Now, a little about you. You're warm and perceptive – warm is very important to me – and aware of what's going on in the world
around you; you know that Afghanistan is not a type of oriental carpet. You believe that Barack Obama is an American-born
Christian. Your personality is not all smoothness and curves: you have an edge about you but are not a type A personality. You have a great sense of humor and laugh often and heartily. You never begin a sentence with "Dr. Phil says" or "According to
Oprah." You know the difference between “its” and “it’s,” between “there” and “their,” between “your” and “you’re,” and between
“compliment” and “complement.” When it comes to kissing, you believe practice makes perfect. You've probably never participated in a "photo shoot." You have no interest whatsoever
in the exploits of anyone named Kardashian and understand that there's nothing at all "real" about those real Bravo housewives.

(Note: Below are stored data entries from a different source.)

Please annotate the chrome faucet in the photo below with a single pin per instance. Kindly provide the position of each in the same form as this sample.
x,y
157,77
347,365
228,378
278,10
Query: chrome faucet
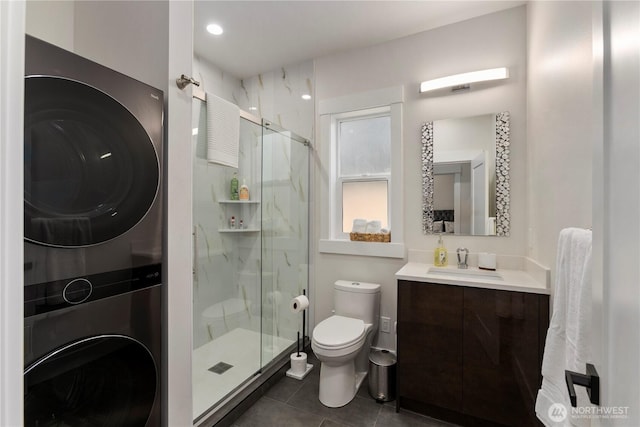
x,y
462,259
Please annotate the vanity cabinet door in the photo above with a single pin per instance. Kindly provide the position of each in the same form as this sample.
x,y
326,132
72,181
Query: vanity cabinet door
x,y
429,346
502,355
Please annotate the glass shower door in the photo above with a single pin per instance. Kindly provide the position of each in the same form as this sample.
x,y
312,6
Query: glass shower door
x,y
285,237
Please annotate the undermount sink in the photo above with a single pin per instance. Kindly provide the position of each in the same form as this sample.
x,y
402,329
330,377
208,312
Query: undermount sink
x,y
472,273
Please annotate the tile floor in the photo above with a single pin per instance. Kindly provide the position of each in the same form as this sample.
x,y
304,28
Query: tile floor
x,y
241,349
293,403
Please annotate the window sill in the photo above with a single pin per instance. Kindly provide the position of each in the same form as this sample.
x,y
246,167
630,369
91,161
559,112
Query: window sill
x,y
347,247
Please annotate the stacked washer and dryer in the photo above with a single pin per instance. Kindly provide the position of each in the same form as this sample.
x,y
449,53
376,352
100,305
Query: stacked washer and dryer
x,y
93,243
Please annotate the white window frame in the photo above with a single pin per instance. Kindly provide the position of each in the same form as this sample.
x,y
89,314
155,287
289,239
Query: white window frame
x,y
331,112
337,119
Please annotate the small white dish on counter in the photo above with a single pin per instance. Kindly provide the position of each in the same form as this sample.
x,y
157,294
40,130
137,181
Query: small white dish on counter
x,y
465,272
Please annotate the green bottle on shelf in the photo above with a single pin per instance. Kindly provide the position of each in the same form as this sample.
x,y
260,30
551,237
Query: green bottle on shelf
x,y
234,187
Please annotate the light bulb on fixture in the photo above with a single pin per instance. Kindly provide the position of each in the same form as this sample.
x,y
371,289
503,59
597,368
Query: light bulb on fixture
x,y
215,29
465,79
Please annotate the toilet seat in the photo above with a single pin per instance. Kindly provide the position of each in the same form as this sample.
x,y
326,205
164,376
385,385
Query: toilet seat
x,y
338,332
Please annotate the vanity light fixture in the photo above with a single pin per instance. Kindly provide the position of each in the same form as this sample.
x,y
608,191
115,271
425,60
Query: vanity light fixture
x,y
215,29
464,80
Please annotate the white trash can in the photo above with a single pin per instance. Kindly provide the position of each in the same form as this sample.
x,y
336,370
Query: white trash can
x,y
382,375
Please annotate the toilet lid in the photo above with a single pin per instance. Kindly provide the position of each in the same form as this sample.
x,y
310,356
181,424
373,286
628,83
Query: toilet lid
x,y
338,331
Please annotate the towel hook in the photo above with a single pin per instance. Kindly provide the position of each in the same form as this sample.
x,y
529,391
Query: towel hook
x,y
591,381
183,81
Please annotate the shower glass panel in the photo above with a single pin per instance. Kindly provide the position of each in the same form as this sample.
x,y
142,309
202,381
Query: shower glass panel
x,y
285,216
226,279
244,277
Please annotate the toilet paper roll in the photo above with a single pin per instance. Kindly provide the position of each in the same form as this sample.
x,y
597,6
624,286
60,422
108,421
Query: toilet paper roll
x,y
299,303
298,363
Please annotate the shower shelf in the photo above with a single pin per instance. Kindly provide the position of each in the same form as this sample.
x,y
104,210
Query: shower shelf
x,y
238,202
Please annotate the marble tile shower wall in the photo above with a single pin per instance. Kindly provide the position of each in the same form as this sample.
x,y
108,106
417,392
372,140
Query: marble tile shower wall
x,y
228,265
285,232
227,276
277,96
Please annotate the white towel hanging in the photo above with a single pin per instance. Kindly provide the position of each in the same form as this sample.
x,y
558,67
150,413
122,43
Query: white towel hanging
x,y
567,346
223,131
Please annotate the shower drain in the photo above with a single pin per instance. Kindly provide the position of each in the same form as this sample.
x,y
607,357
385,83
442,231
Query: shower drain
x,y
220,368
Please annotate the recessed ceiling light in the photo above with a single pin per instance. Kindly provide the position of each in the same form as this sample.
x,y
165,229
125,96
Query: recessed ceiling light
x,y
215,29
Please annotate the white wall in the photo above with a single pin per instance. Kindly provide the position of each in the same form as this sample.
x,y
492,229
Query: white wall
x,y
619,204
490,41
130,37
40,16
560,117
12,28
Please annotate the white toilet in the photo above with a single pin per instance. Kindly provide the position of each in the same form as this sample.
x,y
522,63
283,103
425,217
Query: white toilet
x,y
342,341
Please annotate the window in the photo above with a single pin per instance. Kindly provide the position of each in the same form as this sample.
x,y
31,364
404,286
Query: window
x,y
363,149
361,142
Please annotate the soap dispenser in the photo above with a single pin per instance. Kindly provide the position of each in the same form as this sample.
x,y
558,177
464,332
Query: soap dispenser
x,y
244,191
440,258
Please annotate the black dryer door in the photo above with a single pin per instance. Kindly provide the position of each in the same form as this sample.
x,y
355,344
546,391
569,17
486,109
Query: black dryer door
x,y
91,171
102,381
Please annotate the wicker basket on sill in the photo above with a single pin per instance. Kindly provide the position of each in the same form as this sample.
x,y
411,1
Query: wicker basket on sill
x,y
370,237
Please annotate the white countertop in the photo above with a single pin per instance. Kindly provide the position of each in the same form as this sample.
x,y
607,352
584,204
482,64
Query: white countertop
x,y
512,280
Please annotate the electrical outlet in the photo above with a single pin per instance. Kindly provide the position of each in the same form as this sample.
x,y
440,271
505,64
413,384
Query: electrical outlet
x,y
385,324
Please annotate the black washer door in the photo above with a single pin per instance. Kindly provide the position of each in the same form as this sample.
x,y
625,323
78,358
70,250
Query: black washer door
x,y
107,380
91,171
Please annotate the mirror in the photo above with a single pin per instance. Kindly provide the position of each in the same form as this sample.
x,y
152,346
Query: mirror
x,y
465,176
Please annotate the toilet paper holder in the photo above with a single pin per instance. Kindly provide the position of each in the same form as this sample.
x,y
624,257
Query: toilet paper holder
x,y
299,366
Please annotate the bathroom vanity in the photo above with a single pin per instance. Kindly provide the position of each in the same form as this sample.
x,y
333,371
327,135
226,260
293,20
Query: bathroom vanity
x,y
470,344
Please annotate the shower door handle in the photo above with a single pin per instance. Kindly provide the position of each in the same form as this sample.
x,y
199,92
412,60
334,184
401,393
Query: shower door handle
x,y
194,266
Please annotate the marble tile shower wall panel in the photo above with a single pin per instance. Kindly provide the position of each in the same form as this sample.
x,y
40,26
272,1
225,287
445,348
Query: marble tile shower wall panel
x,y
285,229
277,96
227,265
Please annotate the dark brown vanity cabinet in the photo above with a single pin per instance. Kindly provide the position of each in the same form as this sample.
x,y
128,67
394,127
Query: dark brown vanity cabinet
x,y
470,355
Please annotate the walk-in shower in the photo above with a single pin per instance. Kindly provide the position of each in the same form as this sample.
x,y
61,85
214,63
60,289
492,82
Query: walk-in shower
x,y
245,276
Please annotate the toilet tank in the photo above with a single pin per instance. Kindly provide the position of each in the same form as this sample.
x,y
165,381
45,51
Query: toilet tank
x,y
358,300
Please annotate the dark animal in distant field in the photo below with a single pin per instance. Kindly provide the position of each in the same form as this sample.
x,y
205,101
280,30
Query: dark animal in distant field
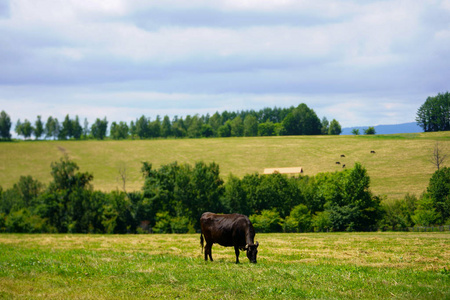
x,y
233,230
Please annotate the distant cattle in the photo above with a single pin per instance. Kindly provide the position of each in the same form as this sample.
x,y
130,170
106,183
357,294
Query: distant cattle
x,y
232,230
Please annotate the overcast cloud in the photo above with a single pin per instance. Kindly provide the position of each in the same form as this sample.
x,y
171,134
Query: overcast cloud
x,y
360,62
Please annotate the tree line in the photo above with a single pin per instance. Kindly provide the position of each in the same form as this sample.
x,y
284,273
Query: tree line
x,y
300,120
174,196
434,114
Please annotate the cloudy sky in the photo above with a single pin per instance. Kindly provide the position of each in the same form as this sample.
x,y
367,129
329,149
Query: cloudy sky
x,y
360,62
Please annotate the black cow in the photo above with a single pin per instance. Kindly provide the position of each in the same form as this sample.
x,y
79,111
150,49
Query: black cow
x,y
232,230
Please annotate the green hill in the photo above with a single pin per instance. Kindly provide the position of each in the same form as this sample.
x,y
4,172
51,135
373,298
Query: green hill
x,y
399,165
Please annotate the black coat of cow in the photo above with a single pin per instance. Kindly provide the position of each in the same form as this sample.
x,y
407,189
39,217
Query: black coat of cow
x,y
233,230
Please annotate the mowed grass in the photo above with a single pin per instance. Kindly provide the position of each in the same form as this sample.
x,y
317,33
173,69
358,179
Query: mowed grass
x,y
310,266
399,166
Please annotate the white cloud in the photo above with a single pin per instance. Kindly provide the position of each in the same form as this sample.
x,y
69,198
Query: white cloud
x,y
339,57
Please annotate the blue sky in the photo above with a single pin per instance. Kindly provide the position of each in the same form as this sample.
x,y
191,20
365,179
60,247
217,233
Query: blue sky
x,y
360,62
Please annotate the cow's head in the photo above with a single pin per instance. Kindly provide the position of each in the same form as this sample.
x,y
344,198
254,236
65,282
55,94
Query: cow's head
x,y
252,250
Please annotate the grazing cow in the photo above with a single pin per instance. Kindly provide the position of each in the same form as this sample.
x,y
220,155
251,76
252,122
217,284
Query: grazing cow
x,y
233,230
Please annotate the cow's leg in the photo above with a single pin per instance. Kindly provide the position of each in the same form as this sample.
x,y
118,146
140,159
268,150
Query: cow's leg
x,y
236,250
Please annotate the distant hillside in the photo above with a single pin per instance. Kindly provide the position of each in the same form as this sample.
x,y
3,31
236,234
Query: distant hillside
x,y
387,129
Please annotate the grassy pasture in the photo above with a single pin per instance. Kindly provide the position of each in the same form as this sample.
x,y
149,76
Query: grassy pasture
x,y
311,266
399,166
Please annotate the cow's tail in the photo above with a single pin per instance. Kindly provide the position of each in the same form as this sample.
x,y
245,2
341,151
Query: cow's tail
x,y
201,240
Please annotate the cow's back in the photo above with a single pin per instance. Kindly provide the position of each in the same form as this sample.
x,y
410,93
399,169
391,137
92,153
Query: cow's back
x,y
226,230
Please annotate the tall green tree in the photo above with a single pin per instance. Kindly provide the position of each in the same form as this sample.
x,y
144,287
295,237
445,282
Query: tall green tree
x,y
99,128
77,130
25,128
335,128
434,114
5,126
250,126
166,127
439,192
302,121
66,131
38,128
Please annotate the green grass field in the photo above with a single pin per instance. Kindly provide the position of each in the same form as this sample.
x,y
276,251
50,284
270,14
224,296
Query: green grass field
x,y
311,266
399,166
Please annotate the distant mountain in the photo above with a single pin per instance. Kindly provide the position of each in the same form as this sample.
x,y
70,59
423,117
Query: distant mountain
x,y
387,129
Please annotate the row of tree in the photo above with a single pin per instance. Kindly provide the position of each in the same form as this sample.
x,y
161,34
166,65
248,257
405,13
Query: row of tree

The words "Harley," "Nascar," and "multiple tongue and body piercings" are nowhere to be found in your profile. You do not
consider “spanx” to be lingerie. You share your chocolate - because you know I share mine. You read books – real books, not just self-help books. You have not bought into this “must love dogs” nonsense. You’re fun, you believe you deserve to be happy, and you’re ready, willing, and able to love if the right guy comes along. Don't be shy - say hello.